The existence of rail yards in the midst of a heavily populated area of town also poses a threat to those families living there. These boxcars transport a huge amount of cargo throughout the day at the risk of derailment.
A CBRNE detection system will allow our emergency responders to identify the levels of toxicity in the environment and to alert the parts of our community that need to be evacuated in a timely manner based on current wind patterns.

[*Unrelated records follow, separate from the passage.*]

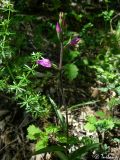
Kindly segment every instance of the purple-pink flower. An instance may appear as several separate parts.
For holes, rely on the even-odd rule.
[[[71,40],[70,45],[75,46],[80,41],[79,37],[75,37]]]
[[[62,32],[62,29],[61,29],[60,24],[59,24],[58,22],[57,22],[57,24],[56,24],[56,32],[57,32],[57,33]]]
[[[52,66],[51,61],[47,58],[37,60],[37,64],[40,64],[41,66],[46,67],[46,68],[50,68]]]

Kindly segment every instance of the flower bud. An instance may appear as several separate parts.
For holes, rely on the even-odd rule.
[[[58,22],[57,22],[57,24],[56,24],[56,32],[57,32],[57,33],[62,32],[62,29],[61,29],[60,24],[59,24]]]
[[[51,61],[47,58],[43,58],[42,60],[37,60],[36,63],[40,64],[41,66],[46,67],[46,68],[51,68],[51,66],[52,66]]]

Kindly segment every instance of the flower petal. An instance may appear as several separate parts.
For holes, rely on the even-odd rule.
[[[40,64],[41,66],[46,67],[46,68],[51,68],[51,66],[52,66],[51,61],[47,58],[37,60],[37,64]]]

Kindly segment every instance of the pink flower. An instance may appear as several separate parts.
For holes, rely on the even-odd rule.
[[[58,22],[57,22],[57,24],[56,24],[56,32],[57,32],[57,33],[62,32],[62,29],[61,29],[60,24],[59,24]]]
[[[71,40],[70,45],[75,46],[80,41],[79,37],[75,37]]]
[[[41,60],[37,60],[37,64],[40,64],[43,67],[51,68],[52,63],[49,59],[43,58]]]

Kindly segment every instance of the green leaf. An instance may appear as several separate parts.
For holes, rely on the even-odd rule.
[[[41,134],[41,130],[38,127],[35,127],[35,125],[30,125],[27,128],[27,131],[27,138],[29,138],[30,140],[36,140]]]
[[[76,151],[70,154],[69,160],[76,160],[77,158],[81,159],[90,150],[97,149],[98,147],[99,147],[99,144],[97,143],[80,147],[79,149],[77,149]]]
[[[51,97],[49,97],[49,100],[54,107],[54,110],[56,112],[57,117],[59,118],[61,126],[66,130],[66,123],[65,123],[65,120],[63,118],[63,115],[61,114],[60,110],[58,109],[58,106],[56,105],[56,103],[53,101],[53,99]]]
[[[76,57],[78,57],[79,55],[80,55],[80,52],[78,52],[78,51],[70,51],[70,53],[69,53],[69,59],[72,61]]]
[[[47,153],[47,152],[55,152],[55,151],[62,151],[64,153],[66,153],[66,148],[62,147],[62,146],[49,146],[49,147],[45,147],[43,149],[40,149],[39,151],[36,151],[34,153],[34,155],[37,154],[41,154],[41,153]]]
[[[89,131],[95,131],[96,130],[96,127],[94,124],[91,124],[91,123],[86,123],[86,125],[84,126],[85,130],[89,130]]]
[[[73,79],[75,79],[78,75],[78,68],[75,64],[67,64],[64,67],[65,69],[65,75],[67,76],[67,78],[72,81]]]
[[[55,151],[55,154],[61,159],[61,160],[69,160],[68,157],[60,151]]]

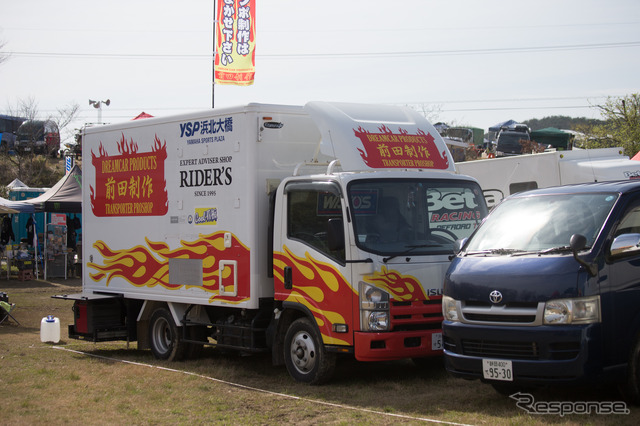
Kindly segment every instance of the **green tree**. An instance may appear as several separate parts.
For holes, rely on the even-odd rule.
[[[576,129],[586,135],[584,148],[622,147],[629,156],[640,151],[640,94],[608,97],[596,107],[605,121]]]

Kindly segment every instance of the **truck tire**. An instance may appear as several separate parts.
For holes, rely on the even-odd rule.
[[[168,309],[159,308],[151,314],[149,343],[156,359],[167,361],[183,359],[186,344],[182,342],[180,328],[176,326]]]
[[[291,377],[320,385],[333,376],[336,356],[327,353],[317,328],[308,318],[295,320],[284,338],[284,361]]]
[[[627,366],[627,382],[621,391],[629,403],[640,405],[640,337],[636,338],[631,349]]]

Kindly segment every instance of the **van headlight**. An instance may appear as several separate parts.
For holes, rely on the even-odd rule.
[[[544,306],[544,323],[592,324],[600,322],[600,296],[550,300]]]
[[[389,293],[365,282],[360,282],[360,330],[388,331]]]
[[[447,321],[460,321],[460,316],[458,315],[458,304],[455,299],[449,296],[442,296],[442,316]]]

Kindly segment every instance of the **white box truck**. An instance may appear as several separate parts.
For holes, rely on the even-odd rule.
[[[271,351],[302,382],[442,353],[454,241],[486,215],[401,107],[250,104],[88,128],[69,337]]]
[[[622,148],[574,149],[457,163],[459,173],[478,179],[487,205],[517,192],[573,183],[640,178],[640,161]]]

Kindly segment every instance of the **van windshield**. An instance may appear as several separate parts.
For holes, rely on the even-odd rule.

By identifying these elements and evacuating appropriately, the health and safety of emergency responders and the citizens in our community will benefit from the purchase of this equipment. This can be accomplished by rapidly deploying the detection equipment in a perimeter surrounding the incident and at various points around the city to monitor toxic plumes that may threaten the safety of our community and the emergency responders at the incident. By strategically arranging this equipment during a hazmat incident, our Department will be able to detect chemical hazards and monitor environmental safety by determining the dispersal of hazardous gases and chemicals.
Funding of the CBRNE detection system project will allow our highly trained Hazardous Materials unit to effectively mitigate a toxic spill incident. Components of this detection system can be arranged in a perimeter to detect chemical hazards and to monitor the environmental safety of the community, providing response teams control over potentially perilous situations by assessing the geographical dispersal of hazardous gases and chemicals.
The Fire Department Haz-Mat unit will be able to maximize the system by using an additional component of the system. It involves placing GPS-equipped wireless monitors in strategic locations to measure the levels of critical toxic chemicals and communicate their measurements to the CBRNE base station located at the command post. This information, along with weather data, will be transferred to the plume measurement software that will be running on a PC at the command post. The plume measurement software integrates the information and shows incident command staff a picture of the toxic plume, the speed at which it is spreading, and the concentration of the toxic compound.
This equipment can be shared with other departments in our City such as the Health Department and Environmental Department to enhance their mission of public health and environmental safety. It may also be used to assist the ten communities that have signed a mutual aid agreement with the City of Laredo.